Context
I have a df
,where the id
refers to a different person and the fruits_eat
refers to the fruit that person eats. Also, I have a vector fruits_list
storing a list of fruits.
Question
I want to generate a new variable fruits_in_list
to indicate whether a person ate one and more fruits in the fruits_list
, but I don't know how to implement it in R.
What I've done
I checked some answers, but none of them are very relevant to my problem, like.
- R Match character vectors
- Compare two character vectors in R
- https://stackoverflow.com/search?q=How to fuzzy match two character vectors
- How to run through list of keyword vectors and fuzzy match them to a different file (R)
- Matching strings with abbreviations; fuzzy matching
Reproducible code
fruits_Jack = c('XXappleYYY,lemon,orange,pitaya')
fruits_Rose = c('Navel orange,Blood orange,watermelon,cherry')
fruits_Biden= c('pitaya,cherry,banana')
fruits_list = c('apple', 'lemon', 'orange', 'watermelon', 'peach', 'pear')
df =
data.frame(id = c('Jack', 'Rose', 'Biden'),
fruits_eat = c(fruits_Jack, fruits_Rose, fruits_Biden))
> df
id fruits_eat
1 Jack apple,lemon,orange,pitaya
2 Rose Navel orange,Blood orange,watermelon,cherry
3 Biden pitaya,cherry,banana
Expect output
df_expect = cbind(df, fruits_in_list = c(1, 1, 0))
> df_expect
id fruits_eat fruits_in_list
1 Jack apple,lemon,orange,pitaya 1
2 Rose Navel orange,Blood orange,watermelon,cherry 1
3 Biden pitaya,cherry,banana 0
CodePudding user response:
With stringr
, use str_detect
, or str_count
if you want a real count:
library(stringr)
library(dplyr)
df %>%
mutate(fruits_in_list = (str_detect(fruits_eat, paste0(fruits_list, collapse = "|"))),
count = str_count(fruits_eat, paste0(fruits_list, collapse = "|")))
id fruits_eat fruits_in_list count
1 Jack XXappleYYY,lemon,orange,pitaya 1 3
2 Rose Navel orange,Blood orange,watermelon,cherry 1 3
3 Biden pitaya,cherry,banana 0 0
CodePudding user response:
A solution using data.table
and fast if else fifelse()
, as well as the base R function grepl()
to do the matching.

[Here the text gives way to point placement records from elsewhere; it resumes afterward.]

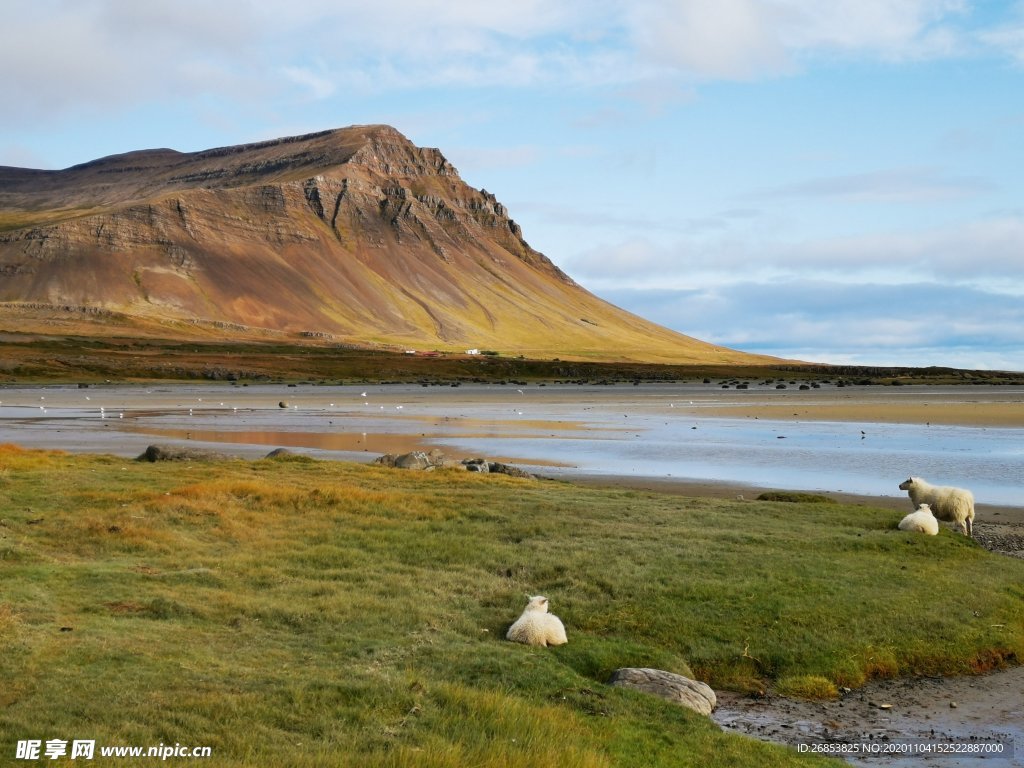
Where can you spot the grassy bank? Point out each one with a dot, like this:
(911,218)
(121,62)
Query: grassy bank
(61,359)
(318,613)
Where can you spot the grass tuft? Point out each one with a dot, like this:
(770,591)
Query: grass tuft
(311,613)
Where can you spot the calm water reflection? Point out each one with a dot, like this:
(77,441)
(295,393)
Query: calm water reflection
(646,431)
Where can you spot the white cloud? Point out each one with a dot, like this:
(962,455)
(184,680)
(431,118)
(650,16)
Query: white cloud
(113,53)
(751,39)
(897,185)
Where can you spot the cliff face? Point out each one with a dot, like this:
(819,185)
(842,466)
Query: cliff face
(355,235)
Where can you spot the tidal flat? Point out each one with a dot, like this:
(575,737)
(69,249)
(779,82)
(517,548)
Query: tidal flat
(312,612)
(860,440)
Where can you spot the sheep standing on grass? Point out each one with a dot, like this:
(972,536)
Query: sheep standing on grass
(537,627)
(953,505)
(922,521)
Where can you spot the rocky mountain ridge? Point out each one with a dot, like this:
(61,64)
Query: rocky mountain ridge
(352,235)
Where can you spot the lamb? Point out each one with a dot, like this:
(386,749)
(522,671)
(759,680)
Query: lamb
(954,505)
(537,627)
(922,521)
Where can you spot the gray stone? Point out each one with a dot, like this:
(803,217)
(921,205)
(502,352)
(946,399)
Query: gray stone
(177,454)
(414,460)
(676,688)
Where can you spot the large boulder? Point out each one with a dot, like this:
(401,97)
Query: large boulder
(676,688)
(177,454)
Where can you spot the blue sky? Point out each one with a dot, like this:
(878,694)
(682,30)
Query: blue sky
(838,181)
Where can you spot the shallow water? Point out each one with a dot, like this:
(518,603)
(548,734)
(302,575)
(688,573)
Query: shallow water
(646,431)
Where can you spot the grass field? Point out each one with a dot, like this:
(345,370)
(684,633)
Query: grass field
(299,612)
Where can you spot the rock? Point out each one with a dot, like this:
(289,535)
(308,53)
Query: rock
(508,469)
(676,688)
(435,459)
(415,460)
(174,454)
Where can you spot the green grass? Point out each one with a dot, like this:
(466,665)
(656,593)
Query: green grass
(320,613)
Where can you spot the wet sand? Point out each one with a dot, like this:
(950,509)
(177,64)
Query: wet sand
(985,708)
(925,714)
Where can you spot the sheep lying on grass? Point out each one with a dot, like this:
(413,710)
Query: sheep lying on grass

The "l" on the end of grepl()
stands for logical, and that means it will return a TRUE
if the pattern is matched anywhere in the string given (fruits_eat
), and a FALSE
otherwise - this means it can be passed immediately to the test argument of the if else.
The key point here is that you can paste strings "string1"
and "string2"
together separated by "|"
, and "string1|string2"
matches for "string1"
or "string2"
inside grepl()
.
library(data.table)
setDT(df)
df[, fruits_in_list := fifelse(grepl(paste0(fruits_list,
collapse = "|"), fruits_eat),1,0)]
df
id fruits_eat fruits_in_list
1: Jack XXappleYYY,lemon,orange,pitaya 1
2: Rose Navel orange,Blood orange,watermelon,cherry 1
3: Biden pitaya,cherry,banana 0